Summer of FPGAs -- Lattice MACHXO3LF Starter Kit - Review

Table of contents

RoadTest: Summer of FPGAs -- Lattice MACHXO3LF Starter Kit

Author: _david_

Creation date:

Evaluation Type: Development Boards & Tools

Did you receive all parts the manufacturer stated would be included in the package?: True

What other parts do you consider comparable to this product?:

What were the biggest problems encountered?:

Detailed Review:

MachXO3LF Starter Kit - RoadTest Review




This is a review for the MachXO3LF Starter Kit which features a low-cost, low-power FPGA from Lattice Semiconductor.  Other features of the kit include:  an FTDI chip for USB communication, an external oscillator, SPI flash, an EEPROM, and voltage regulators.  Additionally, there are four DIP switches and a button which can be used for input, and eight LED's which can be used for output.  With over 150 pins routed from the FPGA to through-holes on the PCB, there is very little in the way of prototyping with this EVM.

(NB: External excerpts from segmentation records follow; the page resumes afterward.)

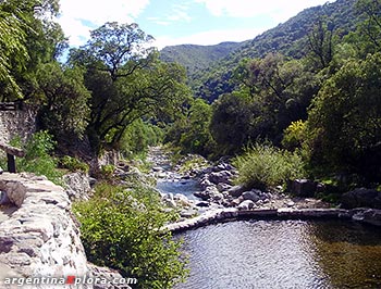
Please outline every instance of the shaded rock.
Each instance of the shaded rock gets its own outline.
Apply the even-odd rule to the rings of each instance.
[[[95,284],[94,289],[111,289],[111,288],[124,288],[124,289],[131,289],[128,285],[113,285],[112,280],[120,280],[122,275],[114,269],[108,268],[108,267],[100,267],[96,266],[91,263],[88,263],[87,265],[89,269],[89,276],[94,278],[105,278],[107,280],[110,280],[110,284]],[[116,286],[116,287],[115,287]]]
[[[259,191],[259,190],[245,191],[244,193],[242,193],[242,198],[244,198],[244,200],[250,200],[253,202],[258,202],[260,200],[260,197],[259,197],[260,193],[261,193],[261,191]]]
[[[71,200],[88,200],[91,190],[88,175],[85,173],[72,173],[63,176],[66,193]]]
[[[207,208],[209,206],[209,202],[206,202],[206,201],[199,201],[196,203],[197,206],[200,206],[200,208]]]
[[[182,217],[194,217],[197,214],[198,214],[198,211],[195,209],[182,210],[180,212],[180,216]]]
[[[238,210],[250,210],[255,206],[255,203],[251,200],[245,200],[238,204]]]
[[[295,203],[294,203],[293,201],[290,201],[290,202],[286,203],[286,205],[287,205],[288,208],[291,208],[291,206],[294,206]]]
[[[362,222],[374,225],[374,226],[381,226],[381,210],[366,210],[362,212]]]
[[[231,187],[232,187],[231,185],[223,184],[223,183],[219,183],[217,185],[217,189],[221,192],[229,190]]]
[[[221,172],[217,172],[217,173],[210,173],[209,175],[209,180],[213,184],[219,184],[219,183],[223,183],[223,184],[229,184],[232,185],[232,181],[230,180],[230,178],[232,177],[232,173],[229,171],[221,171]]]
[[[372,189],[358,188],[342,196],[342,208],[381,209],[381,192]]]
[[[196,191],[193,193],[195,197],[200,198],[204,201],[209,200],[210,196],[207,191],[202,190],[202,191]]]
[[[317,183],[310,179],[295,179],[291,185],[291,192],[298,197],[314,197],[317,190]]]
[[[0,191],[0,204],[9,204],[11,200],[8,198],[7,191]]]
[[[231,187],[228,192],[230,196],[234,197],[234,198],[237,198],[237,197],[241,197],[241,194],[245,191],[245,188],[243,186],[234,186],[234,187]]]

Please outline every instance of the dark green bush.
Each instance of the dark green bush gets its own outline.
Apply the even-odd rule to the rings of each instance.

Note:  This is an image of the MachXO3L board which has the same layout as the MachXO3LF.



MachXO3LF Chip Overview


This section will describe the properties of the FPGA device used in the starter kit, but first, it is worthwhile to decipher the part number used.  Specifically, there are a few naming conventions to be aware of:

  1. Board: LCMXO3LF-6900C-S-EVN
  2. Device:  LMXO3LF-6900C-6BG256I
  3. Part Number:  LCMXO3LF-6900C-6BG256I


The names are all very similar, but have slight distinctions.  The "board" name is what appears on the PCB.  The "device" is the specific FPGA being targeted for development with Lattice Semiconductor software.  The "part number" is useful for ordering and is the best way to compare devices within the same family.  As shown below, the LMXO3LF-6900C-6BG256I device, which is used in this EVM, is one of the higher end devices, utilizing approximately 6900 LUT's while reaching the highest speeds available.  I say approximately 6900 LUT's because the device only actually has 6864 LUT's.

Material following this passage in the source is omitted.